How much detergent is too much

Using more detergent than the recommended amount does not make clothes cleaner. It does the opposite. Excess detergent creates more suds than the rinse cycle can remove, leaving soap residue on your clothes and inside the machine.

Follow the line on the detergent cap. For HE (high-efficiency) machines, use HE detergent and use even less than you think you need. The HE mark on the detergent is there because these machines use less water and cannot rinse away the extra suds that regular detergent produces.

If your clothes come out feeling slimy or your washer smells soapy, you are using too much detergent. Cut the amount in half for a few loads and see if the problem resolves.

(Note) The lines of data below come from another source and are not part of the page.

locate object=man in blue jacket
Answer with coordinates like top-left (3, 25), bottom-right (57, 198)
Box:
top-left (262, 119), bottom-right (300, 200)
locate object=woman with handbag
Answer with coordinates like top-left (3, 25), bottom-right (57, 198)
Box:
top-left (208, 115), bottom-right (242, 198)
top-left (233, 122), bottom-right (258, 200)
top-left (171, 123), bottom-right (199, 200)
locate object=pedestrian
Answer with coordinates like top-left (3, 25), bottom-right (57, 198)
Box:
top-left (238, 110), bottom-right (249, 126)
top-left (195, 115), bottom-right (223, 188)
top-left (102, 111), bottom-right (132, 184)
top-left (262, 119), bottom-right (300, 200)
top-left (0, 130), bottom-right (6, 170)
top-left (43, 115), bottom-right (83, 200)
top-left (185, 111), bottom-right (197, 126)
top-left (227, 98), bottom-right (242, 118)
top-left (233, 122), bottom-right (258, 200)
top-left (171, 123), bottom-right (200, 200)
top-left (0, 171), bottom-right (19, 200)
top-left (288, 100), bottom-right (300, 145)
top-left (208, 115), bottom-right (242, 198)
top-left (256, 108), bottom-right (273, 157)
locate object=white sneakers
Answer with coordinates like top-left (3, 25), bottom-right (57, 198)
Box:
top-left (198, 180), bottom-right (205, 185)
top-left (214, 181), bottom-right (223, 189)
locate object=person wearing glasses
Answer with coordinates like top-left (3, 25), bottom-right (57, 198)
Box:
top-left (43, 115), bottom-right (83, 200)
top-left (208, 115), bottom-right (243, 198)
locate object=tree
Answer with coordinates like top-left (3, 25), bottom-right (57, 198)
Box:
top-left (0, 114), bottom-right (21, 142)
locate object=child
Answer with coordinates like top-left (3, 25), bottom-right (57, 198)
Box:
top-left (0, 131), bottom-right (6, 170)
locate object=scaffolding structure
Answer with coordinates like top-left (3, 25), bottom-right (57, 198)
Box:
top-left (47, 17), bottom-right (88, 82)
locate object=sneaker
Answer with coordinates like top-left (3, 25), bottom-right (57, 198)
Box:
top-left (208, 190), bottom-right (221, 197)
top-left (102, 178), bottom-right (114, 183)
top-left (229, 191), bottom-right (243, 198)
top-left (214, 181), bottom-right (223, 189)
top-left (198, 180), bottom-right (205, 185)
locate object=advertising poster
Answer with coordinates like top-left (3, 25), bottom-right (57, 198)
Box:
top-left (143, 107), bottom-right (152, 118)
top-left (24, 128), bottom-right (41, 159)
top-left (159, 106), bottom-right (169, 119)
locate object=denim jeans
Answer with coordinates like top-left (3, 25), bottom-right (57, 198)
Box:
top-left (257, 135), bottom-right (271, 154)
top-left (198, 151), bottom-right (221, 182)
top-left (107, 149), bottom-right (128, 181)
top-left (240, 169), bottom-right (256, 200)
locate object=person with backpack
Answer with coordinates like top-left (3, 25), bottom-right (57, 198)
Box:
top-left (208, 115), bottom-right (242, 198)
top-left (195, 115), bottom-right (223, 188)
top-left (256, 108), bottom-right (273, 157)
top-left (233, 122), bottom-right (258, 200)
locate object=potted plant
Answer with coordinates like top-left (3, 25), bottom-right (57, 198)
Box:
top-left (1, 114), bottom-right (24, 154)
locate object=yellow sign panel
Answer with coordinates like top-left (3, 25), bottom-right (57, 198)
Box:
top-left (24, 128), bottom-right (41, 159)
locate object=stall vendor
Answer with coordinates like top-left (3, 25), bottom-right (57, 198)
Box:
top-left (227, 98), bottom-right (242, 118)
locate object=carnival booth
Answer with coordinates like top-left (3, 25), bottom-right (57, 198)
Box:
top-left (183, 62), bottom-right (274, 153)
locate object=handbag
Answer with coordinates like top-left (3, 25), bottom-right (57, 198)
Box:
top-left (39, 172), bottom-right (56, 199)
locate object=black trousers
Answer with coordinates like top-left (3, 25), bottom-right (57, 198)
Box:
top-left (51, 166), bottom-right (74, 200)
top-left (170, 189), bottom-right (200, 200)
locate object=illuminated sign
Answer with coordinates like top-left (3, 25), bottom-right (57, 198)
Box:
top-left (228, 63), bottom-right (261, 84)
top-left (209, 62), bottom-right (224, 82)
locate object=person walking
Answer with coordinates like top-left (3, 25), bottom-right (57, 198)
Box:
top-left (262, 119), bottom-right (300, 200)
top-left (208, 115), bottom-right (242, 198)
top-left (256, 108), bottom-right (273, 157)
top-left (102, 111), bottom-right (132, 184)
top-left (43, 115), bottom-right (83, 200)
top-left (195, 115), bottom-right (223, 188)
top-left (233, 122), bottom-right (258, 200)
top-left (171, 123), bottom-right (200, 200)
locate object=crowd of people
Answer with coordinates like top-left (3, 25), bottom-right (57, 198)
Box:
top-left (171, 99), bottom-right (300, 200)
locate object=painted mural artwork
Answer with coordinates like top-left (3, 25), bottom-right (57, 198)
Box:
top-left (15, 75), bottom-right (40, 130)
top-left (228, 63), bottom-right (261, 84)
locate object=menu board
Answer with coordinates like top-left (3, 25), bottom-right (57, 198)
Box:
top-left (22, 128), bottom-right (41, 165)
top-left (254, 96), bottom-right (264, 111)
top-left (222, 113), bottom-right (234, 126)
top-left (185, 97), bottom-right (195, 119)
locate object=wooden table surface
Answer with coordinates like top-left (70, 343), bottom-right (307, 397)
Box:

How this fits into a maintenance routine

Washer cleaning is a monthly task. The actual hands-on time is about 5 minutes of wiping the gasket and dispenser. The rest is just waiting for cycles to finish, which you can walk away from. Pair it with dryer lint trap cleaning since both are laundry room tasks that take minimal effort and prevent expensive problems.

Frequently asked questions

Why does my washing machine smell like mildew?
Mildew grows in the warm, damp environment inside a closed washer. Front-loaders are especially prone because the rubber door gasket traps moisture and debris. Leaving the door closed between loads, using too much detergent, and washing only in cold water all promote mildew growth.
How often should I clean my washing machine?
Once a month. If you use the washer daily or live in a humid climate, every 2 to 3 weeks is better. A monthly cleaning prevents mildew from ever taking hold. If you are already fighting a smell, do two cleanings back-to-back the first time.
Can I use bleach instead of vinegar?
Yes, half a cup of chlorine bleach in a hot empty cycle works well. Do not mix bleach and vinegar, ever. They produce toxic chlorine gas. If you want to use both, run a bleach cycle first, then a vinegar cycle, with a plain rinse cycle in between.
My top-loader does not have a gasket. Do I still need to clean it?
Yes. Top-loaders still accumulate soap scum, mineral deposits, and bacteria inside the drum and agitator. Run the same vinegar and baking soda cycles. Instead of cleaning a gasket, pull the agitator cap off (if removable) and clean underneath it where grime collects.